一片:二月十一日 昼
配達の完了通知の音で目が覚める。
無事家財のお届けもできたらしい。
薬が効いていたせいか、ぼーっとする頭のまま起床した。
やはり、歪に広いこの部屋には違和感があった。
悲しくはあれども大きくはなく、ただ胸がちくちくと刺さってくる。
裸で針山に囲まれている状態なのだろう。
一歩歩けば突き刺さる。
さて、今日はどこに足を向けよう。
口から放る紫煙はゆくあてもなく、ただただ漂って霧散する。
何の気の迷いか、1年ぶりくらいのピザを出前するものの
今の自分に食べきれるわけもなく、冷えていくピザは味気なくなるばかりだった。

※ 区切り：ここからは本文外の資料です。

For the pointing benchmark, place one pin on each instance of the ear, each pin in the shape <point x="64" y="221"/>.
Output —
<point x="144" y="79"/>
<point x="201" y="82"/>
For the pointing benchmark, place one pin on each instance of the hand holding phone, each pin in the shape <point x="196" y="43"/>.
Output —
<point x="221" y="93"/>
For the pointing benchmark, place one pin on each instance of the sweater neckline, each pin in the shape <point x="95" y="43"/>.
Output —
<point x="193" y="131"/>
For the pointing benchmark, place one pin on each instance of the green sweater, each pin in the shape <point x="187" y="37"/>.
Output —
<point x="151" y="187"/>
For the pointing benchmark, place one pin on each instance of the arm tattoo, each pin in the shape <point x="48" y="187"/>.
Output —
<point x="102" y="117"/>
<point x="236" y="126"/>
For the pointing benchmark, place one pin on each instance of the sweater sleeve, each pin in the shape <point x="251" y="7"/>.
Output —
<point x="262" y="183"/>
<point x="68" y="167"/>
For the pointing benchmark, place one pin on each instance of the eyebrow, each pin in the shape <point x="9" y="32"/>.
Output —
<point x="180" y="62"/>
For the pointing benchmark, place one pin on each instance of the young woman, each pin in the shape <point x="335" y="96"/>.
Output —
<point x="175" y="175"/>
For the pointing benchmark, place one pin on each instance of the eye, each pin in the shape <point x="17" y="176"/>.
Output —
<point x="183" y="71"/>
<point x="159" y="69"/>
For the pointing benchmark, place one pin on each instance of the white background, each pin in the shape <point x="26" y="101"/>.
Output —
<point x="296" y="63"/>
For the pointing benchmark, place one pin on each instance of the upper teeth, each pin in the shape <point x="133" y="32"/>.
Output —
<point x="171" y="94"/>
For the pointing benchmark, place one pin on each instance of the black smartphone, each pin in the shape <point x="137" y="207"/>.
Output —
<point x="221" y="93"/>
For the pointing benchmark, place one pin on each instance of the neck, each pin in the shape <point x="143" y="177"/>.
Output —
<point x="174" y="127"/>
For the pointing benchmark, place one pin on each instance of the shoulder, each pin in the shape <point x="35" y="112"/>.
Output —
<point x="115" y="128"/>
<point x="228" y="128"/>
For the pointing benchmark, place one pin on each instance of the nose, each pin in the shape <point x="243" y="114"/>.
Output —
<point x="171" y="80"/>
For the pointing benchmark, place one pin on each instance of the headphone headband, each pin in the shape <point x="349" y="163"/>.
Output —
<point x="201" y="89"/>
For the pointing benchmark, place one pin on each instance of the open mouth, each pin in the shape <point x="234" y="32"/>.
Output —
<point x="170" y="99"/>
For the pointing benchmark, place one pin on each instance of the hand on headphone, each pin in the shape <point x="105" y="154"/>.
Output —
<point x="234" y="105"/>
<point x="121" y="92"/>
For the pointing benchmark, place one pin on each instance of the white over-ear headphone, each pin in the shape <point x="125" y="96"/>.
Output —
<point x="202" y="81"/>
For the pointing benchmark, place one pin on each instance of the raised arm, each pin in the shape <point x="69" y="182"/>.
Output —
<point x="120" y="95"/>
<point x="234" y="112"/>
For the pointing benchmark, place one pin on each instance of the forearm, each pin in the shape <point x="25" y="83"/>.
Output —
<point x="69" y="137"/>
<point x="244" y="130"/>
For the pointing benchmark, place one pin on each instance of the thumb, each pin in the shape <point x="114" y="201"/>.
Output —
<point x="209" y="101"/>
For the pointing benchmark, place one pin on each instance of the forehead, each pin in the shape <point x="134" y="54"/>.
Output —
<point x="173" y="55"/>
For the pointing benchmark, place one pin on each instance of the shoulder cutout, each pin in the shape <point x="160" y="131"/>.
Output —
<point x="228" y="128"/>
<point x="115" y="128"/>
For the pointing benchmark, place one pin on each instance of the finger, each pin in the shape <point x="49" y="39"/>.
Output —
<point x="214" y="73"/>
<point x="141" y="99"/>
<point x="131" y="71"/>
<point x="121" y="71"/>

何がしたいんだろう。自分は。
このまま家にいるのは良くはないのだろう。
今日の予定を立てる。ただあてもなく歩くこと、歌うこと、
そして、帰りに花を買って帰ろう。
空っぽの花瓶が可愛そうだ。
今これを書いている自分はちぐはぐな服の組み合わせなのだろう。
着終わったあとに姿見がないことに気がついた。
これも購入項目だ。
不思議なもので、今まで喫茶店に価値を見いだせなかった自分が
今は居着くことができて、こうやって文章に費やすこともできている。
すでに自分の中での変容があるのだろうか。
ただ、煙草が吸えないのだけはいただけない。
もうアイスティーも飲み終わる。このあとはどこへ行こうか。
花瓶にさす花はまだ決まっていない。
今日は空が青い。ただ、気分は冴えない。
花瓶にさす花はまだ決まっていない。
思考が出来ているようで、思考は止まってる。